Humanitarian agencies spent about five percent of their funds – or an estimated $1.2 billion – on diesel last year, and could save $517 million each year by using cleaner energy sources such as solar power, it said.
“Humanitarians are operating in tough environments where saving lives come first,” said co-author Owen Grafham from the Moving Energy Initiative (MEI), a partnership managed by London-based Chatham House.
“Energy is not given much thought – diesel is the go-to fuel because it’s what agencies are used to and it’s quick-to-deploy,” he said in a statement.
Carbon-emitting fossil fuels can be used as a weapon, hijacked by militants or sold on the black market and sometimes have to be flown vast distances to reach off-grid relief camps.
That creates costs that humanitarian groups can ill afford, with wars, persecution and other violence having uprooted a record 68.5 million people last year, according to the U.N. refugee agency.
Aid agencies said curbing emissions was key to preventing climate-change related disasters.
Renewable energy is key to reducing climate-changing emissions under a global climate deal after governments in 2015 pledged to hold temperature rise to “well below” 2 degrees Celsius (3.6 degrees Fahrenheit) above pre-industrial times, and ideally to 1.5 degrees C.
“The burning of dirty fuels increasingly impacts poor people, particularly women and girls, who are in the midst of humanitarian crises,” Sven Harmeling, head of CARE International’s climate advocacy arm, said in email.
While the technology has not advanced far enough to make a full swap viable, some solar projects are already under way in the field and aid workers expect many more to follow.
Engineer Per-Erik Eriksson, from the Doctors Without Borders (MSF) Sweden Innovation Unit, said the group was making substantial effort to use renewable energy.
“However, it is not certain that such a transformation will save us money, given the current initial costs for renewable energy infrastructure.

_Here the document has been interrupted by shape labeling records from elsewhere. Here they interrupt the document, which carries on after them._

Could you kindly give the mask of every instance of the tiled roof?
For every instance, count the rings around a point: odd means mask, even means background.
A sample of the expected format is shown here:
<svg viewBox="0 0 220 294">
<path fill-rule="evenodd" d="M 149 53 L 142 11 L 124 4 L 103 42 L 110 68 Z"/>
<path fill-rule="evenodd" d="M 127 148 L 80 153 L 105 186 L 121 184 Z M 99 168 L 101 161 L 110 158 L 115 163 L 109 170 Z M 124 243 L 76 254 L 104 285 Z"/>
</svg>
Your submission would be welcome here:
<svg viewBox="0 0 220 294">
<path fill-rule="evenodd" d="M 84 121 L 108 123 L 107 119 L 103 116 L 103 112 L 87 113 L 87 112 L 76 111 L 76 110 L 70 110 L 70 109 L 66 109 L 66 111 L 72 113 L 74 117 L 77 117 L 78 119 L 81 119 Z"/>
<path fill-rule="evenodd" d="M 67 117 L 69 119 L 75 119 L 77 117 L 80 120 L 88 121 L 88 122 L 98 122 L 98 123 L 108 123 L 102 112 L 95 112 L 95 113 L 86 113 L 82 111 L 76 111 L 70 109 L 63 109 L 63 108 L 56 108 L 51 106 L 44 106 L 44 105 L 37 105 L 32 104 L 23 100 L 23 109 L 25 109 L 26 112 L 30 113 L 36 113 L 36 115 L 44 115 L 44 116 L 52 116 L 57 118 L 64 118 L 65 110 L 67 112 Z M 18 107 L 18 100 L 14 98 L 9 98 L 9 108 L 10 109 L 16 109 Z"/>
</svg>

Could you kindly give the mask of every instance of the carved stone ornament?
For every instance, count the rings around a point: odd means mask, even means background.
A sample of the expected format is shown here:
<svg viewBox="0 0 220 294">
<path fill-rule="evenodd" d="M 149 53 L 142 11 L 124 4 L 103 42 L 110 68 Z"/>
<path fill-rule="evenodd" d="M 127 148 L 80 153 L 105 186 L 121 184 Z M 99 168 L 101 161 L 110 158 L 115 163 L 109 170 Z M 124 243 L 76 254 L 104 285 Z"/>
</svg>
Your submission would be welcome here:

Our operations are emergency-oriented, and therefore implicitly short term,” he said.
“The investment for renewable energy solutions is always higher than for diesel generator solutions, and so the savings only come over a number of years,” Eriksson said from Haiti, where he is testing solar-powered air-conditioning.
Aid groups say operations also relied on diesel generators since many local workers or volunteers already knew how to use them, whereas solar energy would be costly and require specialised knowledge.
An October report by the United Nations Intergovernmental Panel on Climate Change said renewable energy would need to supply 70-85 percent of electricity by 2050 to stay within a 1.5C limit, compared with about 25 percent now.
More than 190 countries are meeting in Poland through Dec. 14 to hammer out rules that will enable the Paris accord to be put into practice from 2020, and spur countries to strengthen their current climate action plans.